Será talvez exagerado afirmar que o fenômeno da sobrevida da obra a quem a produziu seja condição intrínseca a uns poucos mortais que se destacaram pela grandiosidade das suas produções. O fato é que aqueles que muito se destacam tornam-se inseparáveis da obra que produziram daí sobreviverem através dela. Trata-se de uma forma de imortalidade que prescinde da presença física do artista. Quando se observa, por exemplo, um quadro de Andy Warhow é quase impossível dissociá-lo do artista que o produziu: o rosto de Warhow parece sempre estar por detrás da tela, olhando-nos, medindo as nossas reações à sua arte.

Talvez tenha citado justamente Warhow porque o mundo pop possua encanto e ligação mais direta com as nossas emoções. A desconstrução obstinada de modos de ser que dialoga com a busca da perfeição, gerando mensagens contraditórias e destoantes, empresta-nos permanente sensação de rebelião e novidade. É assim que se realiza o nosso ajuste de contas com o cotidiano sufocante em que vivemos.

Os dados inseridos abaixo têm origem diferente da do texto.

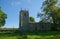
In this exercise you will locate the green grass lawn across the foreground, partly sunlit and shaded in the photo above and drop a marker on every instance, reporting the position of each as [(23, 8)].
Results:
[(31, 35)]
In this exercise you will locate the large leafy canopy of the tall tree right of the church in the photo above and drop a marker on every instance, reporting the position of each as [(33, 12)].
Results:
[(51, 11)]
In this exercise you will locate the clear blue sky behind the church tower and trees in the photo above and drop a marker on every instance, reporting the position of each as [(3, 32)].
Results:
[(13, 7)]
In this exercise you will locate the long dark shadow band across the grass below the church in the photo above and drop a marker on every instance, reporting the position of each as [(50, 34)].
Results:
[(41, 33)]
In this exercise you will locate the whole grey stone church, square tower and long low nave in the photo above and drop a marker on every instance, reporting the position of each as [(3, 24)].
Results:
[(25, 25)]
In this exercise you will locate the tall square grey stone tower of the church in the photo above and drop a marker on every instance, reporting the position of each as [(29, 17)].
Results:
[(24, 20)]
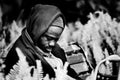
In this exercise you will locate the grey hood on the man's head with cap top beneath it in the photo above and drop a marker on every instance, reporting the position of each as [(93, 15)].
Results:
[(41, 17)]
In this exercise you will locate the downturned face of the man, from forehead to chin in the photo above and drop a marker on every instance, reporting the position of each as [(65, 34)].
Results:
[(49, 39)]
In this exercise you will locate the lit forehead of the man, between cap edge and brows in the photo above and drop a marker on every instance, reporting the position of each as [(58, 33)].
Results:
[(55, 31)]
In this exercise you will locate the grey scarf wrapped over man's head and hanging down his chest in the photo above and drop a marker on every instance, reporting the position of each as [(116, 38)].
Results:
[(40, 19)]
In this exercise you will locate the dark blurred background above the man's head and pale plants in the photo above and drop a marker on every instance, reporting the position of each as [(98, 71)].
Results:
[(72, 9)]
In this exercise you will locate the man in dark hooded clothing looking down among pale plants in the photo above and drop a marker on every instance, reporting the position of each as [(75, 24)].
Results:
[(38, 40)]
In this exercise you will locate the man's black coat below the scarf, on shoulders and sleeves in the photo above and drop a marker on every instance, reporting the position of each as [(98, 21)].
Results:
[(12, 58)]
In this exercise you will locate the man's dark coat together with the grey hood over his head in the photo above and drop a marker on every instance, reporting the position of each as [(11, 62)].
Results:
[(39, 21)]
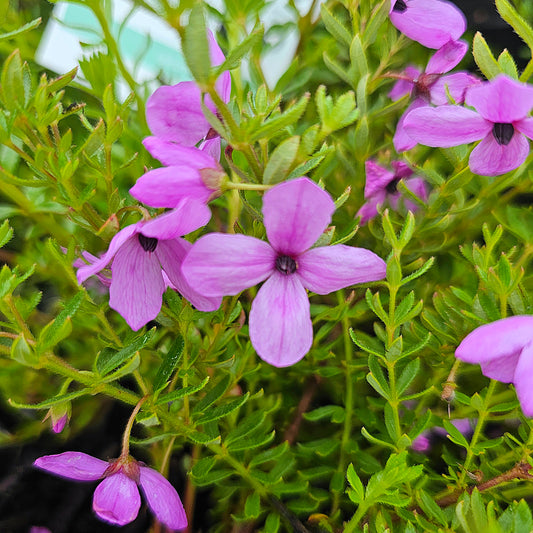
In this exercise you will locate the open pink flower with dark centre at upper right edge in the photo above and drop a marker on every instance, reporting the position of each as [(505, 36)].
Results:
[(501, 121)]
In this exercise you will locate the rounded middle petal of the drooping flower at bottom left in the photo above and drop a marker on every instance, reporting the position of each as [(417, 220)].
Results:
[(116, 500)]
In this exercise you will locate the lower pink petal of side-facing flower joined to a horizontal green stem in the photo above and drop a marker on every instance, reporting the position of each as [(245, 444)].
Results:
[(165, 187)]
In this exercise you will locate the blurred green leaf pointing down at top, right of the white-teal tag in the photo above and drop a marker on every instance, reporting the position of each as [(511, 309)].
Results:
[(195, 45)]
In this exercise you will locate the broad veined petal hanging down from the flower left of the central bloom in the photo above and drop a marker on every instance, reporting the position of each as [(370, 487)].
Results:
[(137, 285)]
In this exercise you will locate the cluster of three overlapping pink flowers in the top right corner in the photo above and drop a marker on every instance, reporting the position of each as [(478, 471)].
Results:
[(501, 118)]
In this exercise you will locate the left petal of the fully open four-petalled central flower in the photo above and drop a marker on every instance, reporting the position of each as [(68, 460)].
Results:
[(220, 264)]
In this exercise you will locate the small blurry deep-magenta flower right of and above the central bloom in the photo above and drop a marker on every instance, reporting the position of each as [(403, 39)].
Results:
[(382, 186)]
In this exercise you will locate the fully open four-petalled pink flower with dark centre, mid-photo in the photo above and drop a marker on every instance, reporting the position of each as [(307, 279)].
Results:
[(295, 215)]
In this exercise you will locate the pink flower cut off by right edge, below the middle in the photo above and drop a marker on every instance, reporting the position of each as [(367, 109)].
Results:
[(504, 349)]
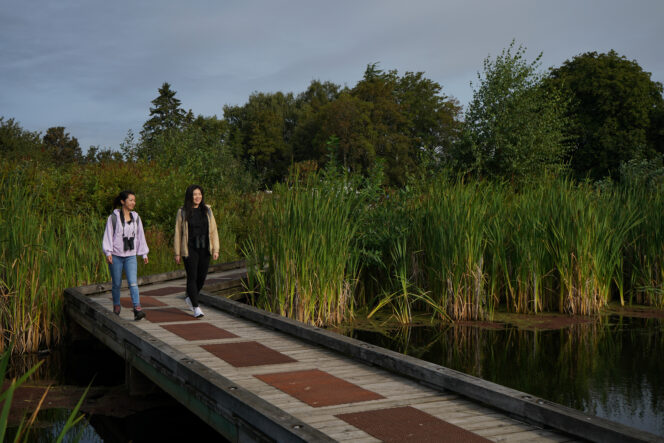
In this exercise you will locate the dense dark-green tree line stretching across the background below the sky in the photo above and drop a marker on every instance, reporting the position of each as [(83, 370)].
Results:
[(591, 116)]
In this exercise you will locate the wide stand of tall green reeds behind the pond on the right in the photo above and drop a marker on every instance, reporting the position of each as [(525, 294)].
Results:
[(556, 246)]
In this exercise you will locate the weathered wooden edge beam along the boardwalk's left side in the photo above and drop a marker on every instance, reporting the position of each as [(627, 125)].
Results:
[(233, 411)]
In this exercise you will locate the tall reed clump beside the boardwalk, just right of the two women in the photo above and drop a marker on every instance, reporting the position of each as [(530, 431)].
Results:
[(302, 261)]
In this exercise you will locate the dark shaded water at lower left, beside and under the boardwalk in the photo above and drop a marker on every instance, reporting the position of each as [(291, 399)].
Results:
[(111, 415)]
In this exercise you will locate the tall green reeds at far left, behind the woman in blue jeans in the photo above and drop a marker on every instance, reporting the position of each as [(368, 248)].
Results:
[(41, 254)]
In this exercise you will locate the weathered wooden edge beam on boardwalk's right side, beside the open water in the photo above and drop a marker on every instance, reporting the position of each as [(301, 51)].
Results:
[(516, 404)]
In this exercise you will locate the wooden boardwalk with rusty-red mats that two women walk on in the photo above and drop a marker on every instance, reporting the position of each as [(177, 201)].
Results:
[(256, 376)]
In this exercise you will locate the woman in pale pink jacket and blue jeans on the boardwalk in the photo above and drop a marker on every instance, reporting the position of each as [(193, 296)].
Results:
[(124, 239)]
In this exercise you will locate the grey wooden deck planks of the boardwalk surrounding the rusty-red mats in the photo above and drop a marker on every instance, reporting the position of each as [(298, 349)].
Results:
[(397, 390)]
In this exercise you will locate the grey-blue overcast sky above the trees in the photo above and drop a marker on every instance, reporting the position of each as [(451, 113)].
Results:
[(94, 66)]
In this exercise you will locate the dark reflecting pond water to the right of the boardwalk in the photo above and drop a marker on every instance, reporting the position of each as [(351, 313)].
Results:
[(612, 368)]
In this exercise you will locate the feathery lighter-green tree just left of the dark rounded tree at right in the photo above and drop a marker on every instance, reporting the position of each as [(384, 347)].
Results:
[(514, 126)]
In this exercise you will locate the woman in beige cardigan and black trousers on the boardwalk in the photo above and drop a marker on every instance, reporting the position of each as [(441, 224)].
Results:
[(196, 238)]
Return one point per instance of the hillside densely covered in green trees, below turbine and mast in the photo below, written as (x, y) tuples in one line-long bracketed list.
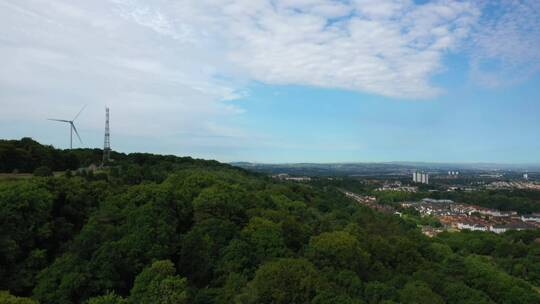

A arte pode ser entendida de vários modos, talvez o mais importante deles seja o de transporte do espírito da realidade objetiva a um patamar que nos faça sentir superiores à nossa própria condição.

Michael Jackson foi um desses seres enviados para fazer-nos suportar o grave peso da mesmice dos dias. Ser contraditório, indefinido, passeou alegremente entre os estereótipos de homem e mulher, de ser real e imaginário. É justamente essa indefinição que garante a sua sobrevida porque Michael terá sido um desses poucos seres que afrontaram a barreira da morte, fazendo dela simples passaporte para continuar mais vivo do que nunca.